When the smoke zeroed in on the Midwest, I felt like I was back in South Dakota. I could see myself looking up into the open, hazy sky of Vermillion. It was a powerful feeling.

Through its impacts on air quality and our senses and health, wildfire smoke provides tangible connections to global warming and between people who are hundreds or thousands of miles away.

28 May 2023

Gordon Lightfoot: The Voice of Co-presence


Some voices resonate with you from the first moment you hear them. For example, I still have extremely clear and vivid memories of singing along to Gordon Lightfoot's "Ode to Big Blue" as a child.

However, to me, Lightfoot and his music represent more than simply happy memories from childhood. I think "Ode to Big Blue" touched a tuning fork that had already been developing in me, and in doing so, it left a reverberating effect that's lasted to the present day. Although the song is not one of his most well-known works, it shares with essential Lightfoot hits like "The Wreck of the Edmund Fitzergerald,""Ghosts of Cape Horn," and "Canadian Railroad Trilogy" themes about human respect for and co-presence with the non-human parts of our environment. 

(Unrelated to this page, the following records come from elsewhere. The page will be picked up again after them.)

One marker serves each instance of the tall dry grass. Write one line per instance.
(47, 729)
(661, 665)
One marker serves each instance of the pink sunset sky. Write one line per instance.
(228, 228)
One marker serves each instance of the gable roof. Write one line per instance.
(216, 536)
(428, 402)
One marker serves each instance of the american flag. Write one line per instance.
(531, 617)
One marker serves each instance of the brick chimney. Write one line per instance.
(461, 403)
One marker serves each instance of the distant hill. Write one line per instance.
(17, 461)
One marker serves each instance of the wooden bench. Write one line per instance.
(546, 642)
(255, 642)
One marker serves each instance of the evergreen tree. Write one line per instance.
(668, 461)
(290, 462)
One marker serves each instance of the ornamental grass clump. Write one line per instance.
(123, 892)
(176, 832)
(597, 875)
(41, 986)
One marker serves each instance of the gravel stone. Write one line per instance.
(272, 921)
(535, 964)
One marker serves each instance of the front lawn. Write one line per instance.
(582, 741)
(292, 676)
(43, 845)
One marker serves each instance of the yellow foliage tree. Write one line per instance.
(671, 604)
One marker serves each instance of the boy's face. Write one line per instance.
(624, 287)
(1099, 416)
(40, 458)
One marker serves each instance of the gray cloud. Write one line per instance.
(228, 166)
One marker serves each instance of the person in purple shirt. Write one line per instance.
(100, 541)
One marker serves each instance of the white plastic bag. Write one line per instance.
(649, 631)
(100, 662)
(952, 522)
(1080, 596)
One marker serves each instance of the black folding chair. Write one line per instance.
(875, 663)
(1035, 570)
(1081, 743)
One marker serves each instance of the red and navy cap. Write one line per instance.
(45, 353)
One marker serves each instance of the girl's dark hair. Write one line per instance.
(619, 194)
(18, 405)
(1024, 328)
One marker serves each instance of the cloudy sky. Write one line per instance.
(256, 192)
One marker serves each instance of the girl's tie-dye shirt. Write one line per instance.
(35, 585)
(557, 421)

I would even argue that Lightfoot used his music to contemplate his place in the environment. Songs like "Triangle," "River of Light," "The House You Live In," and "Too Many Clues in This Room," while expanding out to address societal and existential questions, maintain a rooting in environmental elements. It's as if, like many artists, including William Wordsworth, Emily Brontë, Henry David Thoreau, Thomas Hardy, and Willa Cather, Lightfoot needed environmental elements to help him process and articulate his ideas. If that was the case, I can certainly relate, and it helps explain why his music spoke to me in such a powerful way.

It wasn't just that Lightfoot sang about the environment though. The way he sang about it also struck a chord with me (probably before I even fully understood why). As a child, I knew I liked "Ode to Big Blue" because it was about whales, which were among my most favorite animals. What I discovered later was that Lightfoot's music emphasized the connectedness and co-presence of humans and non-humans in the environment. In his songs, human action is inextricably tied to environmental causes and effects. If the "lifeblood" of the Canadian wilderness supplied the means for that country's economic development in "Canadian Railroad Trilogy," then the avaricious whaling depicted in "Ode to Big Blue" demonstrated the impacts that such economic development has on the environment in turn. The emphasis on these connections challenges the typical Western understanding of humans being separate from nature. 

Just as importantly, Lightfoot never sugarcoated the connection between the human and the non-human, producing a sense that while often beneficial to humans, the environment demands respect. The personification of Big Blue demonstrates Lightfoot's sense that a whale exists on equal standing with a person. Meanwhile, the power of the natural world and its ability to wipe away human life in an instant runs through "The Wreck of the Edmund Fitzgerald," "Triangle," and "Ghosts of Cape Horn," leaving a jarring lesson about taking the environment for granted. In some ways, this point of emphasis might reinforce the traditional Western understanding of nature as something to fear. Yet because Lightfoot also sings about co-presence and connection with the non-human, even the scarier non-human elements garner more respect than fear in his songs. If we are part of the larger environment, we must recognize the threats it can pose, but that doesn't mean we have to wage war on it as an adversary.

As it turned out, in my adulthood, my work as a scholar of environmental communication would explore many of the same themes Lightfoot's music did. I learned that he and I shared a worldview, and I gained an even greater appreciation for what he was saying in "Ode to Big Blue." In fact, an unmistakeable line of thought runs from the first time I heard that song to how I perceive and act within our environment today. 

Gordon Lightfoot died on May 1. I am very sad the world lost him, but I expect that his music and his voice will continue to influence the way we think about and interact with the non-human environment for a long time.

Goodbye, Gordon. Thank you for singing my song!